Neither Jim Bob nor Fruitbat was the leader in Carter – each relied upon and, you might say, completed the other – and both have continued to make music, born to do so. But Jim Bob had custody of the voice, and it’s his voice that elevates Cartoon Dad as much as the thoughtful lyrics and the clever arrangement. To declare an interest, I consider Jim a friend. We’re not in and out of each others’ houses, in fact I’ve never been inside his house and he’s never been inside mine, but we exchange Christmas cards, and if ever I’ve been able to involve him in my random media career I have unashamedly leaped at the chance. (Luckily, he and Carter are held in sufficiently high regard for me to be able to do this without self-consciousness. Also, I was a fan before I met them and would have remained so had I not.)

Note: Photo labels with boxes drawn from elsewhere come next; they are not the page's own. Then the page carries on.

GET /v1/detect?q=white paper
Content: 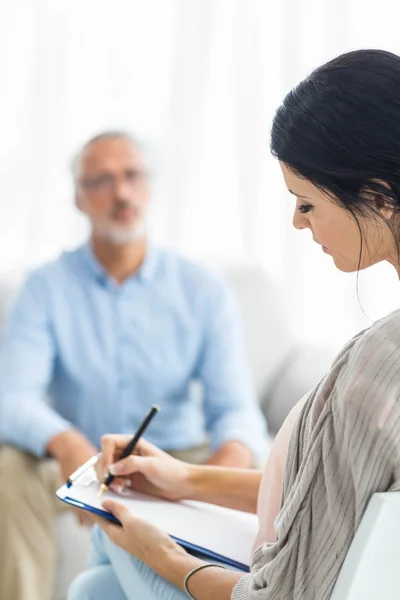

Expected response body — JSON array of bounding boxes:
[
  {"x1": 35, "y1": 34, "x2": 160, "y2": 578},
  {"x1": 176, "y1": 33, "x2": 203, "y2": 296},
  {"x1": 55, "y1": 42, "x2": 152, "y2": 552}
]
[{"x1": 57, "y1": 470, "x2": 258, "y2": 566}]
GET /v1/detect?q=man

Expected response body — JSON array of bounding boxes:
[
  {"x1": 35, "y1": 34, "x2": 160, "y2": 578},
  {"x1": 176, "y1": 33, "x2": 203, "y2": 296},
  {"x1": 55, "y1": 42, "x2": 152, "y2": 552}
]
[{"x1": 0, "y1": 132, "x2": 264, "y2": 600}]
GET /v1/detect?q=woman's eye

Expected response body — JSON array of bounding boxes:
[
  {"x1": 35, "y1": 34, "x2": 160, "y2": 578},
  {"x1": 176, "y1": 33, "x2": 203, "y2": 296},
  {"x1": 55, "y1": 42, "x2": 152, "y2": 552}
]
[{"x1": 299, "y1": 204, "x2": 312, "y2": 214}]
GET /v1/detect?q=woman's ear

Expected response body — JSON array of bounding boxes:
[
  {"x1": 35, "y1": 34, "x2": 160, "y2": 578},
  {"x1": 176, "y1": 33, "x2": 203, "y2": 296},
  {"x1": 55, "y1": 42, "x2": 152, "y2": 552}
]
[{"x1": 360, "y1": 179, "x2": 394, "y2": 221}]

In 2006, on the release of his sixth (or third) album School, I found myself filling in for Mark Radcliffe on Radio 2 and suggested Jim as an in-studio acoustic guest. It was an album with a story, and I relished the opportunity to spread the love. At the end of 2009, having that year suggested him to Robin Ince as a suitable musical turn for his mixed Lessons and Carols for Godless People bill, the Times asked me to contribute to a New Year’s spread recommending “New Faces”; I twisted the brief and nominated Luke Haines and Jim Bob, two old farts, to be frank, but hitting corresponding solo highs to my mind. (I argued that 2010 being the year Jim turned 50 made it a landmark.) I wrote:
Jim ought to be as beloved as a Costello or a Dury or a Davies, with slices of life as tuneful, arch, dramatic and unapologetic as Teenage Body Count, Cartoon Dad and The Golden Years Of Lonely Old Dears.

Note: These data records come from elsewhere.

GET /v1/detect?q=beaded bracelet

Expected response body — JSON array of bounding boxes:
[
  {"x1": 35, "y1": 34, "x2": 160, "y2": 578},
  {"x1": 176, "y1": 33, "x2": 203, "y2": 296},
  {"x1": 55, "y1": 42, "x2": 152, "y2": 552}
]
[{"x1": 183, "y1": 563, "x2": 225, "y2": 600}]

Of the aforementioned recommended three, Cartoon Dad tackles and humanises the vexed issue of an unnamed protest group who are clearly Fathers 4 Justice via a lilting, brass-fanfared lament to a “muggy Monday morning” spent scaling St Stephen’s Tower (the structure that houses Big Ben), and the apparent fruitlessness of the unfurling of a superhero-costumed lone parent’s “stupid protest banner”. References to Converse, Tesco Metro, the Body Shop, Lucozade and Happy Meals do Jim’s usual job of painting a picture through the joining of cultural dots, while the tale is tragicomically told with equal attention to mundane detail, whether it’s Mighty Mouse’s forlorn-sounding “supermarket bag” or the tourists taking pictures from the London Eye on their “cameraphones”, which meant something in 2007 and fixes the song in time.

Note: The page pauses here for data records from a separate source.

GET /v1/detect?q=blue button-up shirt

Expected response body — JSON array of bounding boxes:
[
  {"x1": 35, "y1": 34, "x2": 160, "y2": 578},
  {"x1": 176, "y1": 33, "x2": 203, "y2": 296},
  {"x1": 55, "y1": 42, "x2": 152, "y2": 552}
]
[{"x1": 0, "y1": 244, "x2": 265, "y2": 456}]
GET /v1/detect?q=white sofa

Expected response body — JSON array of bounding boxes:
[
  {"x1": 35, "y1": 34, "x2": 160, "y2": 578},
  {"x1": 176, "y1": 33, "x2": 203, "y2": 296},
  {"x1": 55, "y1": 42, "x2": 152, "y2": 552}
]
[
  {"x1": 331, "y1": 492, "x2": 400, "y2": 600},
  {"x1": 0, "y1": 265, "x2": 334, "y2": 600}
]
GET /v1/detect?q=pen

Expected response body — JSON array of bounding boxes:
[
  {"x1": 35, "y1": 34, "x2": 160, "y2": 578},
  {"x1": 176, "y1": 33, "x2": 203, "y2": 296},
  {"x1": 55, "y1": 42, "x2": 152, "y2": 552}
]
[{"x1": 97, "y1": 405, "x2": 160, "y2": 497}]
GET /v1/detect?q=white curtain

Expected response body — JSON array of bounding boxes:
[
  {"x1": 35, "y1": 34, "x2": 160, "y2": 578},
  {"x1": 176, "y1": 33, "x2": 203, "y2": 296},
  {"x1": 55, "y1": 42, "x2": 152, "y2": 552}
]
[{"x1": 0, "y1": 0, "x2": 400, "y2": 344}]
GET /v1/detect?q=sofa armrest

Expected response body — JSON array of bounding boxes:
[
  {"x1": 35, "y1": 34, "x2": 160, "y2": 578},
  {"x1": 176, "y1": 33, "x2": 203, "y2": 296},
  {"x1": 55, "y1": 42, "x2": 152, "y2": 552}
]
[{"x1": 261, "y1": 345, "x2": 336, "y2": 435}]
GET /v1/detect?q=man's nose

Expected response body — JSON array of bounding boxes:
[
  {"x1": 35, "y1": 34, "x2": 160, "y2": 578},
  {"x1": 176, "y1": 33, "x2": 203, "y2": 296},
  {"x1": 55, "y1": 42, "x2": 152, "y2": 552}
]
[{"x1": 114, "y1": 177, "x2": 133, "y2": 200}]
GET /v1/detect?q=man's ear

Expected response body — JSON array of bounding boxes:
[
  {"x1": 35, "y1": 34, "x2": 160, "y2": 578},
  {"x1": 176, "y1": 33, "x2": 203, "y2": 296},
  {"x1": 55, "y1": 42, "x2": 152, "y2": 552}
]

On the subject of those voyeuristic snappers on “the Wheel”, we learn that they “suspected a PR stunt … But secretly they hoped I’d jump.” It’s a devastating couplet because you’re certain he’s about to rhyme “stunt” with “c—“. But it’s not his style. He prefers to channel his righteous ire through droll erudition and wordplay. Jim, a paragon of humility, might blanch at the notion of being a poet, but his literary ambition crossed over with the music on A Humpty Dumpty Thing, as it came bound with the short story Word Count. He’s always been a weaver of stories. The album is built around four unused songs he originally wrote for Mark Ravenhill’s Dick Whittington pantomime. This is one of them. Hence streets paved with gold and an arch reference to Golden Arches?
I mentioned the fine arrangement and it’s sympathetic to the song, with the brass band intro exquisitely pitched, the drama subsequently built up through a rat-a-tat-tat staccato section and a daringly literal chime before a reference to Big Ben striking. (More Dick we may assume.) I realise I’m quoting back a fair chunk of the lyric, but it would be self-defeating not to. Like so much of Jim’s solo and Carter catalogue, Cartoon Dad takes you by the hand and leads you through the streets of London, “all along the River Thames, from Westminster to Southend and into the sea.” And it boasts this perfect twist at the end. Savour it.